Now 42, it was while in prison that he had completed a cognitive skills programme that he credited with helping him move away from violence.


"I think it opened my eyes. It was all about working out your actions and the reactions that those actions will bring, and the consequences of them . . . I think about that all the time now. It's just an everyday occurrence for me these days," he said.

His children had also been part of that change.

"I've got to lead by example."

His biggest piece of advice for those who were finding themselves going down the wrong path in life was to focus on their work.

The solo parent of two young children said he wanted to look forward.

"When I was going for custody for my kids in the courthouse and that, they tried to bring my history up, but all I can say to that is it's history - that's all it is, history. We're talking about the future now and that's what I look forward to . . . you can't forget about the past things otherwise you'll do it again.
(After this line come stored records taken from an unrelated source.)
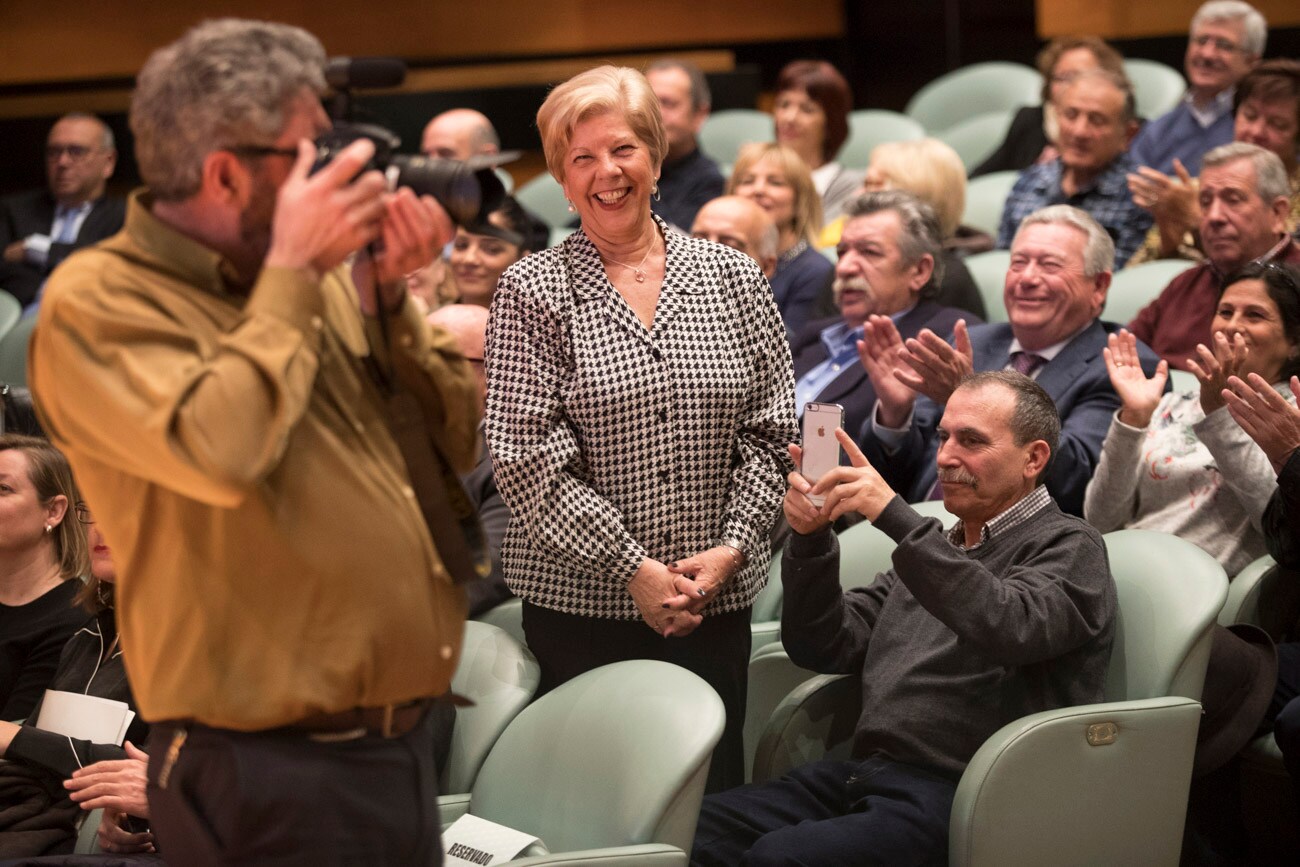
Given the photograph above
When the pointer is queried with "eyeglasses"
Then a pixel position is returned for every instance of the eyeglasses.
(1220, 44)
(1287, 273)
(263, 150)
(76, 152)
But you look to the future."

Ruru Specialist School pupil Chris Bode, 20, and another man rushed to help after they heard the assault, which left Mr Keen with a broken nose and a fractured eye socket.

Invercargill area tactical response manager Inspector Olaf Jensen said Russell Square was covered by the South Invercargill neighbourhood policing team and was a focus for patrols.

There were common-sense steps people could take to minimise risk when they were in green-belt areas.

"You shouldn't be walking alone intoxicated, because you make yourself vulnerable and again there's still females [seen at night by police patrols] in varying states of intoxication walking alone . . ." he said.

"Number one, people should look after themselves, and secondly, if you're out with someone and for whatever reason they become intoxicated or are of a mind to walk home by themselves, look after them."